- Location: Abnub, Asyut Governorate, Egypt
- Date: 18 May 2026
- Attack type: Mass shooting, drive-by shooting, vehicle-ramming attack
- Weapons: AK-74 assault rifle
- Deaths: 9 (including the perpetrator)
- Injured: 6 (5 by gunfire, 1 by ramming)
- Perpetrator: Atef Kh.
- Motive: Perpetrator's psychiatric disorders

= Abnub shooting =

2026 mass murder in Egypt

On 18 May 2026, a mass shooting occurred in Abnub (أبنوب), a city located in the Asyut Governorate in southern Egypt. The attack resulted in the deaths of eight people and left six others injured.

==Shooting==
According to Egypt's Interior Ministry, the suspect, identified as Atef Kh., 48, was reportedly driving a Jeep when he collided with a motorcycle, injuring the rider. Following the collision, he allegedly opened fire at a crowded transportation hub, resulting in the deaths of eight people, including children, and the injuries of five others.
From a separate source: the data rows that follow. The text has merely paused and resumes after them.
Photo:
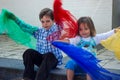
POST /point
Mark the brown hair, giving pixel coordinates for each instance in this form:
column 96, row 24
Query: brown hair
column 46, row 12
column 90, row 24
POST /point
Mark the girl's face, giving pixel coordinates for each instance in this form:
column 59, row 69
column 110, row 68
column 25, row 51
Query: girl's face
column 47, row 22
column 84, row 30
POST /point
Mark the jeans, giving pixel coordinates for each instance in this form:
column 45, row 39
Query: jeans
column 46, row 62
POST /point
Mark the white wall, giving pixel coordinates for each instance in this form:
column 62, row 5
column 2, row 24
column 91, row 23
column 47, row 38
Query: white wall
column 28, row 10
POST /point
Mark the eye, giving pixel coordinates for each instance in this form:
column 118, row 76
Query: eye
column 42, row 21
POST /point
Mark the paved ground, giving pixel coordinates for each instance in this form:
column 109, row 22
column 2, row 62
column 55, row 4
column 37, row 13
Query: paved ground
column 9, row 49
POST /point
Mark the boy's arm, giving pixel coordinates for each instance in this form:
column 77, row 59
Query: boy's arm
column 24, row 26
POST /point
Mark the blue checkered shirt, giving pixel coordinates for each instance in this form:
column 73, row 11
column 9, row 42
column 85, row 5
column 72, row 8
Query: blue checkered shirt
column 43, row 45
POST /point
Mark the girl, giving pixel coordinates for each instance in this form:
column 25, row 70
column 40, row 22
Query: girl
column 86, row 39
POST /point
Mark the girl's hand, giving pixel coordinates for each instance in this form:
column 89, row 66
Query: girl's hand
column 117, row 29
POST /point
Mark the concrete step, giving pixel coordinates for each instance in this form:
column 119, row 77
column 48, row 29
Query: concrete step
column 12, row 69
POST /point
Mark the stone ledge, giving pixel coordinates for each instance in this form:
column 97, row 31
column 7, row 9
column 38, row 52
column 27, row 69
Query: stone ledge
column 12, row 69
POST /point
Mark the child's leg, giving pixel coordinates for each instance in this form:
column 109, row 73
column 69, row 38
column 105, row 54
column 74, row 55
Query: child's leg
column 70, row 74
column 88, row 77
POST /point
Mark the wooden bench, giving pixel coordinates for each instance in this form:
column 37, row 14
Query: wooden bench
column 12, row 69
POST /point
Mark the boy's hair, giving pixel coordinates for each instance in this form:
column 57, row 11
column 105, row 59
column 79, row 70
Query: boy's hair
column 90, row 24
column 46, row 12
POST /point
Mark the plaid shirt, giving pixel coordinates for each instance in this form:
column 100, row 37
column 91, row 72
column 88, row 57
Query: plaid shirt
column 43, row 45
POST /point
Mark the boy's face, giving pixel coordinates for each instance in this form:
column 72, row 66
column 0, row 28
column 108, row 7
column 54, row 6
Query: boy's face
column 84, row 30
column 46, row 22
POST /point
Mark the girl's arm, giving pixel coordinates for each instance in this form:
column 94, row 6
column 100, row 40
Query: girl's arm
column 64, row 40
column 103, row 36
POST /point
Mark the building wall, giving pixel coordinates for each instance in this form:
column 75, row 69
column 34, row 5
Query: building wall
column 116, row 14
column 28, row 10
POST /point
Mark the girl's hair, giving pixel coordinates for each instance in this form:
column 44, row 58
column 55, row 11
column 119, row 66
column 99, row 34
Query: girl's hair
column 46, row 12
column 90, row 24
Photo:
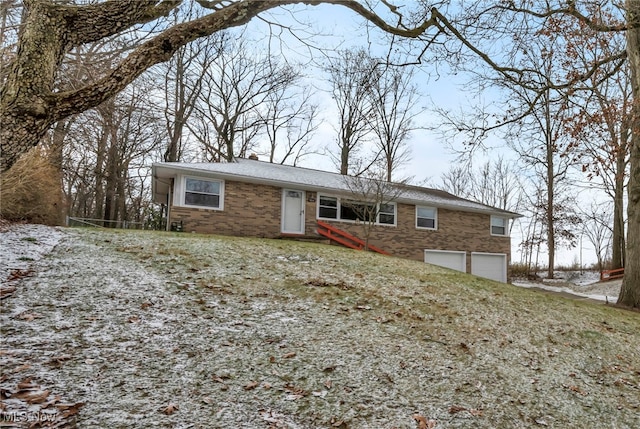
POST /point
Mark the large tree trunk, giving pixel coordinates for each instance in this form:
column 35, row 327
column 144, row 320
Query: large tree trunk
column 25, row 112
column 630, row 292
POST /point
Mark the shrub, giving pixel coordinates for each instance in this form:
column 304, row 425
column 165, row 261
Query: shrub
column 30, row 191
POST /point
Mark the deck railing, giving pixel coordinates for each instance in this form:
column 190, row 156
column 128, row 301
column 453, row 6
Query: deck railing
column 344, row 238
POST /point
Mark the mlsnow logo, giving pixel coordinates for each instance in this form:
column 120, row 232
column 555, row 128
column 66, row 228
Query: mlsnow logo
column 26, row 416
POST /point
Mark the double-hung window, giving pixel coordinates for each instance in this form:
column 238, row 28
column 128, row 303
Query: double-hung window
column 328, row 207
column 426, row 217
column 203, row 193
column 499, row 225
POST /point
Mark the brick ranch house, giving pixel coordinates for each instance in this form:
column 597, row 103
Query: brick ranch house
column 259, row 199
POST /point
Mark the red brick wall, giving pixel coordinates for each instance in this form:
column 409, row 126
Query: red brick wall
column 255, row 211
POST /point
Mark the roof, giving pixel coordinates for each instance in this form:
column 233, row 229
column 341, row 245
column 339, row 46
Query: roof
column 252, row 171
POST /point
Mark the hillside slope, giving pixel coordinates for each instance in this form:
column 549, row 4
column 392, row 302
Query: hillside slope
column 175, row 330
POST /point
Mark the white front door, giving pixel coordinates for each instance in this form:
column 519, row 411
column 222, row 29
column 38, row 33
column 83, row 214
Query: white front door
column 292, row 211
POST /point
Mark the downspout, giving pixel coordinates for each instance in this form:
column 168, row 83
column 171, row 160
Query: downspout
column 169, row 198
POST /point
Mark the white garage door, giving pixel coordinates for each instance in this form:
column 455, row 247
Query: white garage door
column 490, row 266
column 447, row 259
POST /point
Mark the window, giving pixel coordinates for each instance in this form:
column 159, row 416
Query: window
column 349, row 210
column 426, row 217
column 387, row 214
column 498, row 225
column 202, row 193
column 328, row 207
column 352, row 210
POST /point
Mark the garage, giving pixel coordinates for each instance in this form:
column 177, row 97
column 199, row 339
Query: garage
column 490, row 266
column 446, row 258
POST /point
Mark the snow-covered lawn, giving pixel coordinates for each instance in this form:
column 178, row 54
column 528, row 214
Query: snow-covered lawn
column 586, row 285
column 138, row 329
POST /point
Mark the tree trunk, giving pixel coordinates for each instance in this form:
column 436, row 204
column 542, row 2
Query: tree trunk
column 630, row 292
column 618, row 242
column 25, row 113
column 551, row 237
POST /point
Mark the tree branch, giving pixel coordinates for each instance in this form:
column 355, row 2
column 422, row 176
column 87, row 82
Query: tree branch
column 91, row 23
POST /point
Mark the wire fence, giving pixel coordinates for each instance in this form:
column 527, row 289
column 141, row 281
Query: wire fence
column 101, row 223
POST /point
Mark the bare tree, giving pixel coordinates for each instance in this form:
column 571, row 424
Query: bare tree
column 495, row 183
column 597, row 228
column 371, row 201
column 601, row 127
column 234, row 91
column 352, row 77
column 291, row 119
column 394, row 103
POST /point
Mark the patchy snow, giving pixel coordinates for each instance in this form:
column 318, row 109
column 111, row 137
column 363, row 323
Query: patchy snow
column 585, row 284
column 187, row 331
column 23, row 244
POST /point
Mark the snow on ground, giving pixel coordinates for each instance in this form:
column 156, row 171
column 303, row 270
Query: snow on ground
column 137, row 330
column 23, row 244
column 584, row 284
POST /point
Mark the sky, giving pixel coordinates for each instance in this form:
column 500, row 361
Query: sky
column 431, row 153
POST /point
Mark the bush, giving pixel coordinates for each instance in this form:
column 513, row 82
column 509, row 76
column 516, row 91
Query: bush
column 30, row 191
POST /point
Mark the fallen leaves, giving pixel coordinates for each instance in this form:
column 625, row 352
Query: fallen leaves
column 6, row 291
column 251, row 385
column 454, row 409
column 423, row 422
column 170, row 409
column 41, row 406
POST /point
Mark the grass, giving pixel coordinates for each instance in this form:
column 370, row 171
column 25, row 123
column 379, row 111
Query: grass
column 272, row 333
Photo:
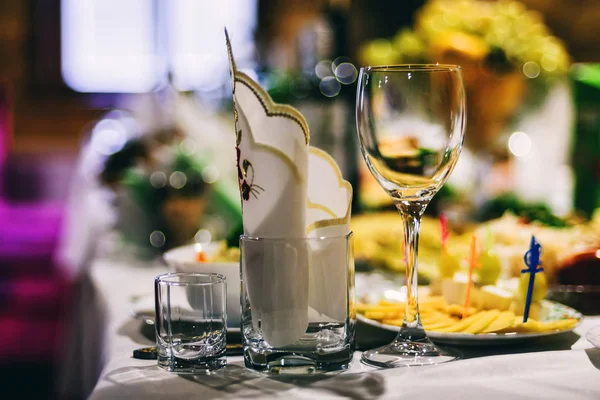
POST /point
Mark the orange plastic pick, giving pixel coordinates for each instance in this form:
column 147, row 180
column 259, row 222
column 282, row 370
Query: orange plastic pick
column 472, row 265
column 444, row 232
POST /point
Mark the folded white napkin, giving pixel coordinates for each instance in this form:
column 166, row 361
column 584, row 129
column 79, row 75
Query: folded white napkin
column 282, row 199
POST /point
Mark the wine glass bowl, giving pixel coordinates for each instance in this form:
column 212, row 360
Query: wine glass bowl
column 411, row 124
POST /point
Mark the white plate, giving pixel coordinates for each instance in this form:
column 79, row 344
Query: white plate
column 375, row 286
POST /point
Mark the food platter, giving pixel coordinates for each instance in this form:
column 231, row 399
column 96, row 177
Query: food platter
column 558, row 311
column 374, row 287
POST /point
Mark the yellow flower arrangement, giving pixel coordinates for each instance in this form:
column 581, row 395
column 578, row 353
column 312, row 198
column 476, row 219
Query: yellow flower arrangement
column 500, row 34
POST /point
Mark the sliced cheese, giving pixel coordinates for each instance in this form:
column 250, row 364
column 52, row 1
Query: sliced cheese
column 495, row 298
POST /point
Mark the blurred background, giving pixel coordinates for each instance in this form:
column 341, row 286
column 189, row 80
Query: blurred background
column 116, row 128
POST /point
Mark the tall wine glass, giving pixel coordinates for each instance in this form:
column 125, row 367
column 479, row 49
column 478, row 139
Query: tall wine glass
column 411, row 124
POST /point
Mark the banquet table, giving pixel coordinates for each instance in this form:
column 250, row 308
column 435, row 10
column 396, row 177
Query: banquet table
column 566, row 370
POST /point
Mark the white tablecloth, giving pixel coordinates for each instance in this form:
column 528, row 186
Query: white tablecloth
column 573, row 374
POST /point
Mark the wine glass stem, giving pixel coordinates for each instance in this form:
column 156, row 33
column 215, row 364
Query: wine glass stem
column 411, row 212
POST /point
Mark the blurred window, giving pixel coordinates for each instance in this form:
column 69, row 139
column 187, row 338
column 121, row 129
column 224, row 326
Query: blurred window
column 130, row 46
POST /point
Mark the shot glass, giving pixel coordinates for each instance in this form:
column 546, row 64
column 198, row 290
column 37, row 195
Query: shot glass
column 191, row 322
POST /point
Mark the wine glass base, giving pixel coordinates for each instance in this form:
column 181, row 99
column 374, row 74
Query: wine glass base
column 408, row 354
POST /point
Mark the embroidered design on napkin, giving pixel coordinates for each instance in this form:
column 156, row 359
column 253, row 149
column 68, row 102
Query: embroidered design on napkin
column 245, row 171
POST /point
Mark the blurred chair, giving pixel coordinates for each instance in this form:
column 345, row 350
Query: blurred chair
column 34, row 293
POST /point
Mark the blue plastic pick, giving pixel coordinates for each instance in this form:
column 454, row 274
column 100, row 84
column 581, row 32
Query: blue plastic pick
column 532, row 260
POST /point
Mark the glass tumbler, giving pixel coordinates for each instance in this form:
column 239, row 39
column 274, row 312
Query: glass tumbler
column 298, row 309
column 191, row 322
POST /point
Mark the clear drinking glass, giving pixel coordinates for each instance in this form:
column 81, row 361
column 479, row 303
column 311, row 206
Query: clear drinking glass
column 191, row 322
column 298, row 309
column 411, row 124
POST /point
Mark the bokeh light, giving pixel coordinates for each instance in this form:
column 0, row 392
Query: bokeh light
column 158, row 179
column 330, row 87
column 210, row 174
column 520, row 144
column 157, row 239
column 108, row 137
column 177, row 179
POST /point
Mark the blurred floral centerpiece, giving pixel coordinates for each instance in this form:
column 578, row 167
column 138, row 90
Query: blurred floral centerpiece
column 509, row 57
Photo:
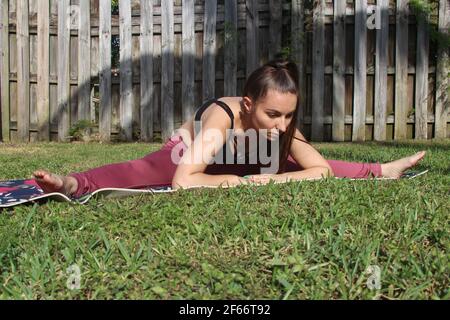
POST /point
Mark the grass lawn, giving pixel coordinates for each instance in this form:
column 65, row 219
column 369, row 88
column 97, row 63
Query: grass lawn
column 302, row 240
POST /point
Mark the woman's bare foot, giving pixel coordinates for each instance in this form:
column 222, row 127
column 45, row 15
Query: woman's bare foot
column 50, row 182
column 396, row 168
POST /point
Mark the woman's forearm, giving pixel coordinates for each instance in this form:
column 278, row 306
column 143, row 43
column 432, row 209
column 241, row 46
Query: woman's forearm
column 311, row 173
column 203, row 179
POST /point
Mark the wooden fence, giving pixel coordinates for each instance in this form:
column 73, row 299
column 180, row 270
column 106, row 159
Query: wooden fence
column 364, row 74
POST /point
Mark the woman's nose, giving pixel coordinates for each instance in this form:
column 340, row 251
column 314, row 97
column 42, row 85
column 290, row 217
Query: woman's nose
column 281, row 126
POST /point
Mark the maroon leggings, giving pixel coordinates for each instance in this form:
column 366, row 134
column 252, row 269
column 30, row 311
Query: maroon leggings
column 157, row 169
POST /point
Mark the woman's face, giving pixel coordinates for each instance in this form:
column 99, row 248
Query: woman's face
column 273, row 112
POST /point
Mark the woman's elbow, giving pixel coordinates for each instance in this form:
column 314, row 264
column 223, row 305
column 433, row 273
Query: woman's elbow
column 328, row 172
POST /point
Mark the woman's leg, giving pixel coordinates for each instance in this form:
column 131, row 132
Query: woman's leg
column 359, row 170
column 155, row 169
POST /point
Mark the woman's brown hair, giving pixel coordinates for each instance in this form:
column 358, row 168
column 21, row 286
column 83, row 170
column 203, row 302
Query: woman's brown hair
column 280, row 75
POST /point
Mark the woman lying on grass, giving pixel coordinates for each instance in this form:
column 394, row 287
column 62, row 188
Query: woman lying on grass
column 267, row 113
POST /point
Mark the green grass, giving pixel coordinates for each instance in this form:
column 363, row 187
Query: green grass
column 310, row 240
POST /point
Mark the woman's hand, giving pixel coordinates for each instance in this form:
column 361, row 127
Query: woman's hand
column 261, row 178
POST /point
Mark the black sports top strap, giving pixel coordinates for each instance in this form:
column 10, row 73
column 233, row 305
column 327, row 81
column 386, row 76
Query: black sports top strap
column 223, row 105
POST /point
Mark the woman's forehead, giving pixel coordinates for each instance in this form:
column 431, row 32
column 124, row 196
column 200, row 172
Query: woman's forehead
column 281, row 101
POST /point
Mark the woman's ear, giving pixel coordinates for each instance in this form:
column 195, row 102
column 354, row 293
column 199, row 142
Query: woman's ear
column 247, row 105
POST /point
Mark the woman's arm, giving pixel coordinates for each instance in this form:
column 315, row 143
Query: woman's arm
column 210, row 139
column 315, row 166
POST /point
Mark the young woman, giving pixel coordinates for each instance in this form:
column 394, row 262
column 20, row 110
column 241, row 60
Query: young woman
column 267, row 109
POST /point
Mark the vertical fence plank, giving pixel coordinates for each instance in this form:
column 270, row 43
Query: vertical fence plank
column 401, row 70
column 442, row 77
column 188, row 60
column 298, row 54
column 275, row 27
column 23, row 72
column 4, row 69
column 167, row 69
column 421, row 98
column 105, row 70
column 126, row 94
column 252, row 35
column 230, row 64
column 381, row 73
column 84, row 60
column 360, row 78
column 63, row 69
column 338, row 130
column 146, row 43
column 43, row 85
column 318, row 73
column 209, row 49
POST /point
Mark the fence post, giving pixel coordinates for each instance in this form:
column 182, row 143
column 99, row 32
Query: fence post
column 379, row 128
column 209, row 49
column 105, row 70
column 43, row 85
column 126, row 93
column 360, row 74
column 4, row 69
column 23, row 72
column 146, row 43
column 252, row 35
column 275, row 27
column 442, row 76
column 298, row 54
column 230, row 51
column 167, row 70
column 421, row 98
column 188, row 49
column 84, row 60
column 401, row 70
column 63, row 69
column 338, row 130
column 318, row 72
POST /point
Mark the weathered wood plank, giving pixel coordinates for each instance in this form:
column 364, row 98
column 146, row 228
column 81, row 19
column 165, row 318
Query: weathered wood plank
column 105, row 109
column 4, row 70
column 275, row 27
column 209, row 50
column 146, row 43
column 318, row 77
column 338, row 129
column 188, row 60
column 43, row 85
column 380, row 108
column 360, row 80
column 126, row 94
column 23, row 72
column 401, row 70
column 421, row 97
column 230, row 52
column 299, row 44
column 84, row 61
column 167, row 72
column 442, row 74
column 63, row 69
column 252, row 35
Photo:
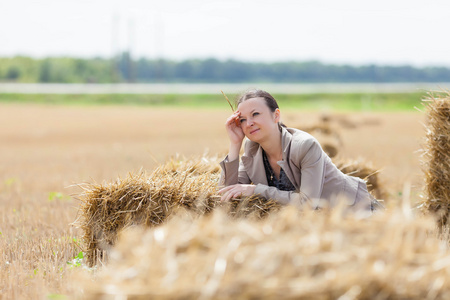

Following the shooting, security forces tracked the suspect to agricultural land right outside Abnub. The suspect engaged in a shootout with officers and was ultimately killed by security forces.

While the precise motivation remains under investigation, the Interior Ministry confirmed that the suspect had a documented history of mental health issues and had previously undergone treatment at a psychiatric hospital in Cairo.